New York State's Kenneth LaValle, chairman of the New York Senate Higher Education Committee is proposing legislation that would make any kind of fraud on the SAT's a felony. The action comes after impostors allegedly posed as students and took the SAT's in 20 different cases. The scheme was said to be providing the service for $3600 per student.
Jumping on the bandwagon and attempting to make some cash is president and CEO of Long Island-based Applied DNA Sciences, Inc, Dr. James Hayward. He proposes a DNA-based identification system that could prevent these types of identity fraud in educational testing. Regarding cost he claims:
"This is a very affordable approach and it's one we think will become widespread as a consequence .....and the beauty of DNA is that it would elevate any rapid screening to a forensic-level identification method that would [be upheld] in court."
Hayward explained further to FoxNews.com:
"We start with the whole genome of a plant and it doesn't matter which one. Plants are a great choice because they have quite complex DNA, in some cases as complex or more complex than humans and they also have systems that enable them to endure stressors we don't normally expose humans to."
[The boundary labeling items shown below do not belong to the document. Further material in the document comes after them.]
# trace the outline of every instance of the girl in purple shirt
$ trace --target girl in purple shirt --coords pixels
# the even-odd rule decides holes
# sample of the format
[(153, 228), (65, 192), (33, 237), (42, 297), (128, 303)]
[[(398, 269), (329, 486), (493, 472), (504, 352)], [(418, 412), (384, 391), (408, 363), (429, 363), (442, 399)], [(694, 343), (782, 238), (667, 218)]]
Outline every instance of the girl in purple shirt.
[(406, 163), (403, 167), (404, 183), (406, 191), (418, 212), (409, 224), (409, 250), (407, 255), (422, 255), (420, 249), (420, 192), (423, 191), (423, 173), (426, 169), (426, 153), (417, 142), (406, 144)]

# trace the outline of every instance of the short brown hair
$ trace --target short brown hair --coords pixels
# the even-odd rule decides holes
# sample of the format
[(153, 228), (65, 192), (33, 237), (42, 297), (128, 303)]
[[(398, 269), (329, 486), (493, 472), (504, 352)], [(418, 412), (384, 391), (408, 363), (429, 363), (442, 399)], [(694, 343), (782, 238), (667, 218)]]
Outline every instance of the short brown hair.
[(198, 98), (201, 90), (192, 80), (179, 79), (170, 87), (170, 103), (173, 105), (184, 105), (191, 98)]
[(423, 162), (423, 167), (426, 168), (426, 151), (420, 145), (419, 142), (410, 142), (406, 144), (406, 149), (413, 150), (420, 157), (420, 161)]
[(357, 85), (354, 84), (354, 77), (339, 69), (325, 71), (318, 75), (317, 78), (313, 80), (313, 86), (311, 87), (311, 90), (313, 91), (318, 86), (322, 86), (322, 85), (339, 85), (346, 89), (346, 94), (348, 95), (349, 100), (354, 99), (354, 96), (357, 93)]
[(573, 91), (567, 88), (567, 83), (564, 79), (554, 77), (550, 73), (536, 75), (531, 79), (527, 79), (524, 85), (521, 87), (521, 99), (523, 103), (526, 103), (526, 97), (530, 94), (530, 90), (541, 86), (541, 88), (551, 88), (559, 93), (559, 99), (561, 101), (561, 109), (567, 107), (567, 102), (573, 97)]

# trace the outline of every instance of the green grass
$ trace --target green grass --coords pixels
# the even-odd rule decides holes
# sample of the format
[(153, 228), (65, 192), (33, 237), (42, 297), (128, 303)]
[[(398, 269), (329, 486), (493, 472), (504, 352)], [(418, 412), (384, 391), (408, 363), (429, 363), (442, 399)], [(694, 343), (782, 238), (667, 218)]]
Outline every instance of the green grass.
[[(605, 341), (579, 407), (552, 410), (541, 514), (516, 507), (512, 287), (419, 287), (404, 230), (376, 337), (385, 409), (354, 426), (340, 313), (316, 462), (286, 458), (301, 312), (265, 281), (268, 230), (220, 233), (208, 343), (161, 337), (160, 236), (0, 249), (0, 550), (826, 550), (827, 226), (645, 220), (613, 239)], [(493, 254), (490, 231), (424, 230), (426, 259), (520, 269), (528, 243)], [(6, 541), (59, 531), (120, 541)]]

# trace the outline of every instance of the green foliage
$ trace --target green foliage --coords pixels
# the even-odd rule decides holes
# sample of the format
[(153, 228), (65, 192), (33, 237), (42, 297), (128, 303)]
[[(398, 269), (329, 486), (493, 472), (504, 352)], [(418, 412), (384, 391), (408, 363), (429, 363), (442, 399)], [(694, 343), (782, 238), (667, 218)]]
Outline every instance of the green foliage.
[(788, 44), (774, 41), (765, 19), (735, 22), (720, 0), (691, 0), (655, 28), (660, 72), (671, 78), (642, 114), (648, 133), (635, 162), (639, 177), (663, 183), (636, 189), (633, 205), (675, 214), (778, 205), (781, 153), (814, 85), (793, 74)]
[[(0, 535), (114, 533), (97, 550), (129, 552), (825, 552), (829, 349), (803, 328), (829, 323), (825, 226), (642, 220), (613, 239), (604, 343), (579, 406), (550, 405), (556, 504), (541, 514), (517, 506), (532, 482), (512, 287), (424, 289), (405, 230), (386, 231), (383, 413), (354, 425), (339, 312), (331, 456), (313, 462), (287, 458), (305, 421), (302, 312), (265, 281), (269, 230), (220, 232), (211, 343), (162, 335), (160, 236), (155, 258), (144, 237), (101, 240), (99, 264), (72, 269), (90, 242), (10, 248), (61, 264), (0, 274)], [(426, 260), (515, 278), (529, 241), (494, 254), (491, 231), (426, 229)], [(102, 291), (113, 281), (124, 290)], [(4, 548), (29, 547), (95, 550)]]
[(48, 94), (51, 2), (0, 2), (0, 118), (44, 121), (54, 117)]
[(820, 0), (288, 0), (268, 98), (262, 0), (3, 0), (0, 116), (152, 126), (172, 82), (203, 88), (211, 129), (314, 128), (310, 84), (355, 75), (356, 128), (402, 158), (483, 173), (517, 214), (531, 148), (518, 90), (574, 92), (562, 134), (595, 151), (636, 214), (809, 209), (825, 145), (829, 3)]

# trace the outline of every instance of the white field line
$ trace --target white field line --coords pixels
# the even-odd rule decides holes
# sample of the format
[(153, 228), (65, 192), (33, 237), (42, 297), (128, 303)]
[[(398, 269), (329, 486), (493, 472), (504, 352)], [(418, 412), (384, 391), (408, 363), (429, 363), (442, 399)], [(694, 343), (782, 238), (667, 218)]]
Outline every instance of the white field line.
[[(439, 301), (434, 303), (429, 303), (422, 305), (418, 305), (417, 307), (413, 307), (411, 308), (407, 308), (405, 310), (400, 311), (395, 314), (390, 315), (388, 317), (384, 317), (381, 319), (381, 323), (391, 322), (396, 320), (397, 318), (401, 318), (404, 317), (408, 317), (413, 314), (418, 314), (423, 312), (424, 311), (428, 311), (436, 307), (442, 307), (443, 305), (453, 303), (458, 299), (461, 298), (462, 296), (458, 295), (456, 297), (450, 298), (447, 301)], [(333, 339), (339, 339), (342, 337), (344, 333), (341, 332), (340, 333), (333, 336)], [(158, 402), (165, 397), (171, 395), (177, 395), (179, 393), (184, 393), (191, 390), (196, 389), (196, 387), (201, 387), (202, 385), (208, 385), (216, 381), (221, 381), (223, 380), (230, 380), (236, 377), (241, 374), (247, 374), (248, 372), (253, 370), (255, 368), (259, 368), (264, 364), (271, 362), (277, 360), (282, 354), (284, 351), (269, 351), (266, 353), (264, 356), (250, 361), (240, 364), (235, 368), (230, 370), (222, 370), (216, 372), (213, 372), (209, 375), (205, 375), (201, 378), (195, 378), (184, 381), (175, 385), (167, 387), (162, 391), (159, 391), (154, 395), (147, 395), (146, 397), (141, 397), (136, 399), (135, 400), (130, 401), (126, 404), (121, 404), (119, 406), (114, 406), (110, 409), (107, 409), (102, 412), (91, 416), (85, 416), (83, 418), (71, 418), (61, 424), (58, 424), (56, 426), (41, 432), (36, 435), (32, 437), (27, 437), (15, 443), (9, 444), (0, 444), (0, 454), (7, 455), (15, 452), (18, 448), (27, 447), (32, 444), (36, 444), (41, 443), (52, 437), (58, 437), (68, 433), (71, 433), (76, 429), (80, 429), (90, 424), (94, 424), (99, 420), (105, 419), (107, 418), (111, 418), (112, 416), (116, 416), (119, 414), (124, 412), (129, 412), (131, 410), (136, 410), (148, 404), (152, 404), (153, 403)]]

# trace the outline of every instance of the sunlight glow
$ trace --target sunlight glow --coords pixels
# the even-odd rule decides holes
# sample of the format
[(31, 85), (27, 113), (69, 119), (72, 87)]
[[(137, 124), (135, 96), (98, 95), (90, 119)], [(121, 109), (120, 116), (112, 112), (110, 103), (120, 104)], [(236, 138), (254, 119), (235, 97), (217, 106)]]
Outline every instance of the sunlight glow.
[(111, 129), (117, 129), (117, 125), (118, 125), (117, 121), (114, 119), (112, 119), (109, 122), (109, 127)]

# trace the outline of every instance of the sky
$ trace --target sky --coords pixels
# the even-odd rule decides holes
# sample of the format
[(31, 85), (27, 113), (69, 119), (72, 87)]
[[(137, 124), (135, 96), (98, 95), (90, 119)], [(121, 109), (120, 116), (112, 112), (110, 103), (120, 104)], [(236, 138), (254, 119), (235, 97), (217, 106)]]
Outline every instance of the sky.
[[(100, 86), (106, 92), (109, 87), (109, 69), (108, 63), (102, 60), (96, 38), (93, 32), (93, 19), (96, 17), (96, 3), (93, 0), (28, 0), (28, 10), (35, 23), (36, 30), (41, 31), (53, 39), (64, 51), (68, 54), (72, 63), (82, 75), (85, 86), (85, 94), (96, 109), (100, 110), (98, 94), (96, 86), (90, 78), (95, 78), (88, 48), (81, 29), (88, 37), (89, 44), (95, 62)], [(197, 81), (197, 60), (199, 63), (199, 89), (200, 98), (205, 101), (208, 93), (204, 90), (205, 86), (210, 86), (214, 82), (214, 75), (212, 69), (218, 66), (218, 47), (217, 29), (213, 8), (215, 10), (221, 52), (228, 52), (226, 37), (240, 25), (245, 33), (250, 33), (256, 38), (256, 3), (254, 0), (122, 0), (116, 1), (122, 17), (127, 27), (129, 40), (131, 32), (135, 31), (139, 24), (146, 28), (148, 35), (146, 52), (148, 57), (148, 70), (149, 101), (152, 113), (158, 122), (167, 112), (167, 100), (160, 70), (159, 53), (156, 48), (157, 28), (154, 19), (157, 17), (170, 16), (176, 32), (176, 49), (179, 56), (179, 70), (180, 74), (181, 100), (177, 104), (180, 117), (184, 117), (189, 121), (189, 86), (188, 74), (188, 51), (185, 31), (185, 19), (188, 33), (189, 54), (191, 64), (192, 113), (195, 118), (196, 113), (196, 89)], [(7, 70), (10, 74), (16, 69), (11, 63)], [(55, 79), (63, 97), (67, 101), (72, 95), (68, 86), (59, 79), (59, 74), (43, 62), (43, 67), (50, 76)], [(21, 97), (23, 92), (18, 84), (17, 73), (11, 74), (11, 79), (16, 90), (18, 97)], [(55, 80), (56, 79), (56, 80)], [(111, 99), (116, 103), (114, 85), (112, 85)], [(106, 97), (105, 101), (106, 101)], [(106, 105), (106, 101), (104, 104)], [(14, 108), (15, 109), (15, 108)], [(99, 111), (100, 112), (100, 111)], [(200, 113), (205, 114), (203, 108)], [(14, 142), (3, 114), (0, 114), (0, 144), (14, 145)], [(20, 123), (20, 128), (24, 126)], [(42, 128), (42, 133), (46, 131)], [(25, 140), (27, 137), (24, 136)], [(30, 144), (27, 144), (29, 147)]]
Doesn't sound like it will be cheap to me. Why is this guy is even involved? I think this is another case of seizing an opportunity to get rich. The school system has really changed over the past decade since I graduated.
What happened to the days of teachers and administration handling matters in the school system. Do we need the police and DNA experts handling the mischief of minors? I don't think so! Why don't we just send our kids into the prison system to learn and we can all be protected from ourselves like inmates?
A seamingly more sensible man, ETS spokesman Tom Ewing made this statement to FoxNews.com regarding the testing issues:
"ETS and The College Board have heard from a number of organizations offering unique technological solutions to address the test impersonation issue...While many of these solutions have been interesting, none have managed to eliminate impersonations without unduly disrupting test day, raising privacy concerns, or unduly adding to the operational burden of cost of the SAT Program. While we remain open to all ideas, we are focused on designing a solution utilizing technologies readily available to us to address this issue."
I don't think a big production is necessary to address this issue. If people are committing fraud, report it, and let it be dealt with in a manner appropriate for the crime. The school system doesn't need to spend thousands of dollars on high-tech solutions or disrupt everybody else's learning to dig deeper into the issue. Waste of time!
Here's what another overpaid official, Tom Rudin, The College Board's senior vice president for advocacy, government relations and development, had to say:
"In the end, it is the responsibility of local enforcement to take action...again, we are deeply committed to working with local law enforcement."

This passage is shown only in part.